1. The faith of Christ: With this Pauline expression we refer to the fact that
baptism, like all the sacraments, is given to us first of all as the result of
Christ's loving fidelity to his Father, and as a sign of his faithfulness in
the Holy Spirit to fallen humanity, "so that we are justified not by the
works of the law but through the faith of Christ Jesus" (Gal 2.16, cf. Rom
3.22,26; Phil 3.9). Baptism is not a human work, but the rebirth from above,
effected through "water and the Spirit," that introduces us into the
life of the Church.
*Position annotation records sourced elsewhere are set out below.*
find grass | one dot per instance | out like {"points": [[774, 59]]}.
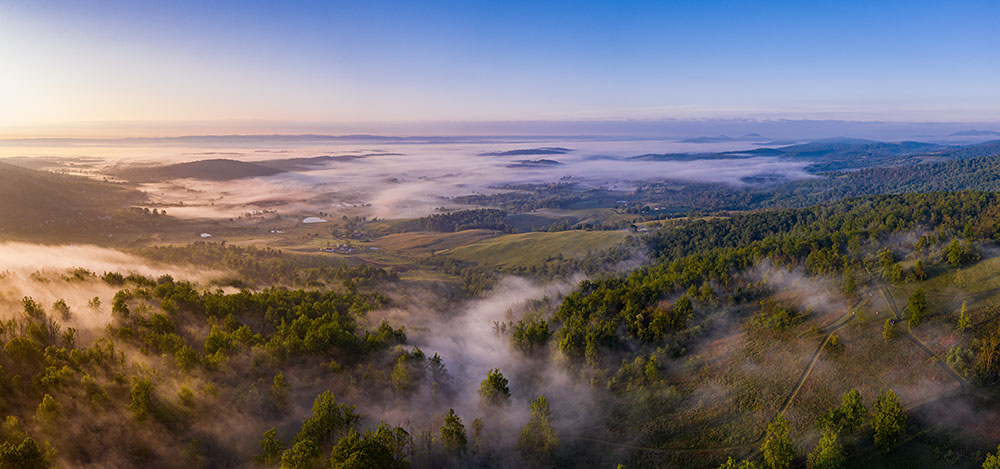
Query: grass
{"points": [[528, 249]]}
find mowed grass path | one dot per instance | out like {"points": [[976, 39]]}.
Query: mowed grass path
{"points": [[528, 249]]}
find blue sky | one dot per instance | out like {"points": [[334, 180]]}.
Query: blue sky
{"points": [[379, 61]]}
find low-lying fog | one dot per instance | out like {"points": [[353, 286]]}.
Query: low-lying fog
{"points": [[394, 180]]}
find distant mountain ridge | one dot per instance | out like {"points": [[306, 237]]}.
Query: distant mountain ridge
{"points": [[529, 151], [974, 133], [220, 169]]}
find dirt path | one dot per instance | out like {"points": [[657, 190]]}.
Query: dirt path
{"points": [[751, 446], [912, 337], [830, 329]]}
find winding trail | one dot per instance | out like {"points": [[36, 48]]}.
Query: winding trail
{"points": [[830, 329], [912, 337]]}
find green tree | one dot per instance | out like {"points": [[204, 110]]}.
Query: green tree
{"points": [[889, 421], [270, 448], [777, 447], [964, 321], [328, 419], [453, 435], [302, 455], [142, 397], [49, 410], [493, 390], [888, 330], [733, 464], [850, 286], [477, 434], [917, 306], [853, 411], [538, 439], [992, 460], [954, 253], [281, 391], [61, 308], [26, 455], [849, 416], [187, 358], [829, 454], [385, 448], [918, 271]]}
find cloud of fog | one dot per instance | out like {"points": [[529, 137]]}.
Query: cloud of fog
{"points": [[468, 343], [407, 180]]}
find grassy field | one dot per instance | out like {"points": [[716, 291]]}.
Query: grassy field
{"points": [[527, 249]]}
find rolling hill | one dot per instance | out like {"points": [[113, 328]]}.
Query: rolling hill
{"points": [[210, 170], [39, 200]]}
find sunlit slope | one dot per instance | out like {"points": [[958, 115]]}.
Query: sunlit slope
{"points": [[527, 249], [33, 201]]}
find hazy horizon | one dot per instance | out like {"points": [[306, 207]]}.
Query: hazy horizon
{"points": [[392, 68]]}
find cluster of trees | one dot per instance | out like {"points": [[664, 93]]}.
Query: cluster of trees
{"points": [[839, 428]]}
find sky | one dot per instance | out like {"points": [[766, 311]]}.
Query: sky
{"points": [[107, 67]]}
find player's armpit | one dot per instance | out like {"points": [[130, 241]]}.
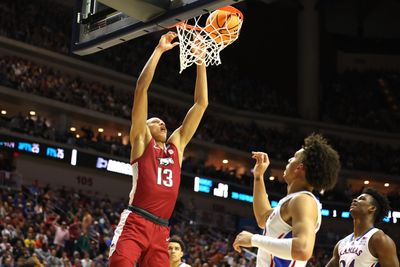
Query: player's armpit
{"points": [[384, 248], [334, 261], [304, 213]]}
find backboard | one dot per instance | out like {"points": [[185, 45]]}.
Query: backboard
{"points": [[100, 24]]}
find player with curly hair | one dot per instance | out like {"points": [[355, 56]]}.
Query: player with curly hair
{"points": [[367, 245], [290, 228]]}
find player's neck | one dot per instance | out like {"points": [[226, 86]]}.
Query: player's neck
{"points": [[361, 226], [297, 186], [161, 144]]}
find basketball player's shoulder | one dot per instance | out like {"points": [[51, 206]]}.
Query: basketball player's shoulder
{"points": [[380, 238], [303, 196]]}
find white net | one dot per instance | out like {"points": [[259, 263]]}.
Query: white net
{"points": [[202, 45]]}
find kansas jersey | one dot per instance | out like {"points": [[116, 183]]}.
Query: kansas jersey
{"points": [[354, 252], [155, 180], [278, 228]]}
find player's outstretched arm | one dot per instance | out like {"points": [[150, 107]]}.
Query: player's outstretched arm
{"points": [[383, 247], [334, 261], [261, 206], [139, 133], [183, 134]]}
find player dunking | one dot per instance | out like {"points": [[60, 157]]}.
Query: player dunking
{"points": [[290, 228], [367, 246], [142, 234]]}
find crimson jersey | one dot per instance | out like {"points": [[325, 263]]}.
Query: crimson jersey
{"points": [[155, 180]]}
It is that gift by which God grounds and establishes the
Church as the community of the New Covenant, the "Israel of God" (Gal
6:16), by engrafting us into the body of the crucified and risen Messiah (Rom
6:3-11; 11:17-24), into the one sacrament (mysterion) which is Christ himself
(Eph 1:3; 3:3; Col 1:27 and 2:2).
2. The faith of the Church: In the Church of the Apostles and Fathers, baptism
was never understood as a private ceremony, but was a corporate event. This is
indicated by the development of the Lenten fast in the fourth century, when
catechumens attended their final instructions before baptism at the paschal
vigil: their baptism was the occasion for the whole community's repentance and
renewal. Likewise, the definitive statement of the whole Church's faith, the
"We believe" of the Creed, was derived from the solemn questions
addressed by the sacramental minister to the candidate in the baptismal font.
Whoever, then, is baptized, is baptized into the unique community of the
Messiah, and it is that community's common faith in the Savior's person and
promises that the candidate is obliged to make his or her own. As the Church,
we acknowledge the trustworthiness of him who said, "Whoever believes in
me, though he die, yet shall he live" (Jn 11:25). This is the faith of the
Apostles and Fathers, of the martyrs and ascetics, and of "all the saints
who in every generation have been well-pleasing to God" (Liturgy of St.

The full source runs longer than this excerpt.